I have moved to Sadhana Forest, a project on the coast of Tamil Nadu State, 100km south of Chennai, at least temporarily. I came here on a long weekend getaway from Bangles. Don't get me wrong, I still like it there and think it is the best urban environ for me in India, but foreigners need to get out once in a while (not every weekend though) to see other things in this big country. My life at Maaya was fairly contenting, but still a bit incomplete. Despite the fact that Manju is around most of the time to hang out and is great to commiserate with on occasion, there still weren't enough people around to fit my needs. So, I've come to a place where I can interact with 50+ strangers anytime I want. About half of the people here are Israeli too, so it's got an interesting sort of anti-kibbutz atmosphere about it.
The schedule is as follows: yoga in the morning, breakfast, manual labor, lunch, free afternoon, dinner, talk time, bed. We compost our shit into humanure, which doesn't smell as bad as you might imagine so long as you use sawdust and keep the urine separate. The food is vegan, but you can get other sinful snacks in the surrounding Tamil villages. The cost is $20 for two weeks to cover food and some basic hygiene supplies. This is an ecovillage (solar panels and sustainably built huts) that works to reforesting the tropical landcover that existed here before British and French colonial admististrations had it cut down. The topsoil is bright red clay like Georgia and I heard that before the work began thirty years ago, the ocean would turn blood red during the monsoon. It is a wasteland reborn as something completely different.

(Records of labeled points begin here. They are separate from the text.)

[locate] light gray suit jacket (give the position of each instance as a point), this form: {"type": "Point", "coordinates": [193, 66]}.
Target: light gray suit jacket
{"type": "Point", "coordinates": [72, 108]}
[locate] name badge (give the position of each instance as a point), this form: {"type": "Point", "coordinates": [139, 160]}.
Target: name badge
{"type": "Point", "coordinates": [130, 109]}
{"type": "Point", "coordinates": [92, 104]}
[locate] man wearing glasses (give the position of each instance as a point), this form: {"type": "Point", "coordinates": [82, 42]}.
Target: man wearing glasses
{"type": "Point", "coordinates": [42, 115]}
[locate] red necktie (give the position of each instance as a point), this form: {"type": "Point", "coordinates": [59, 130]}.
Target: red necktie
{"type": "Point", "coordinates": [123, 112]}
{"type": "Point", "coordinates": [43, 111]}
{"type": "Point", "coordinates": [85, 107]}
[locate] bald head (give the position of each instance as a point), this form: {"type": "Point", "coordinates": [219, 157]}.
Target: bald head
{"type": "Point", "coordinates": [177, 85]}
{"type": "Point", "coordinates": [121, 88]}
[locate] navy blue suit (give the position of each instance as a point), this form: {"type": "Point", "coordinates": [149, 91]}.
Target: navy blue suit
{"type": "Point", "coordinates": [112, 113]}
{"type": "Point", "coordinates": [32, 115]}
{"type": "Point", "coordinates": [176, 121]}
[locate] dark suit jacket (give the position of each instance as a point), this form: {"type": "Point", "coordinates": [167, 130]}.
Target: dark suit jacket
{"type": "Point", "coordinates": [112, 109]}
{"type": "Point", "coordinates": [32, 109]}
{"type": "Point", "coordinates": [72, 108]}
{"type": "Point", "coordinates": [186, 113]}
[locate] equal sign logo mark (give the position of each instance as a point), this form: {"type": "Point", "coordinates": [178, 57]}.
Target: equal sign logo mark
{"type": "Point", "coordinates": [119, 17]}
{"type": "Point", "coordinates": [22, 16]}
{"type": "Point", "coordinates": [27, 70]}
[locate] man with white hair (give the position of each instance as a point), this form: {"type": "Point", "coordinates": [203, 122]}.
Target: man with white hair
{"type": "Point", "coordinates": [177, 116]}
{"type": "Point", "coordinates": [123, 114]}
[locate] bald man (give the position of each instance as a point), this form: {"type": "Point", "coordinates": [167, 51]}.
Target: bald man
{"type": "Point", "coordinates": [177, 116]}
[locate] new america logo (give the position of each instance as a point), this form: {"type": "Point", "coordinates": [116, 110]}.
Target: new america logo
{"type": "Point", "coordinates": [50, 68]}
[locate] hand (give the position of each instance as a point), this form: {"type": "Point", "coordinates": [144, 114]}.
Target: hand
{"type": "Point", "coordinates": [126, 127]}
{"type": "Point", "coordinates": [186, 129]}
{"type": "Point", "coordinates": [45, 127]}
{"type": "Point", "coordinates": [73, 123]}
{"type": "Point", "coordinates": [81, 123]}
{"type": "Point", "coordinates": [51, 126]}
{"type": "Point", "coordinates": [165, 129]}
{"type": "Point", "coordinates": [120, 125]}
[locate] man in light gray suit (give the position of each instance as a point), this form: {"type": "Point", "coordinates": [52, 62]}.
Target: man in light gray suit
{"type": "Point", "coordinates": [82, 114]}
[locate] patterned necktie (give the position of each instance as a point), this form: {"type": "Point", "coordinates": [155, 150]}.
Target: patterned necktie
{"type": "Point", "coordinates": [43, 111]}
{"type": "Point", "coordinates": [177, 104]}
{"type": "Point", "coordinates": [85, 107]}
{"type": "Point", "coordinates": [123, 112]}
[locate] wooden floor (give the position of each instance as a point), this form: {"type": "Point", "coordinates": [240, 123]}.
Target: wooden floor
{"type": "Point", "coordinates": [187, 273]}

I haven't spent too much time in the town this project is peripherally situated in: Auroville. It has less than 2000 residents from all over the world and the majority of them seem to be older idealistic Europeans. These people are hard to locate in any systematic fashion so I spent most of my time exploring via old Indian bicycle (it's still a relatively small place) and stopping to talk to people in places I find interesting. I think it would take a long time to make sense of all the different projects, policies, and histories of this place... but it would be worthy of a long term social analysis... I'm sure one's been done. What they don't have, amazingly, is wifi access of any kind. Bangles is seriously outdoing them on this front.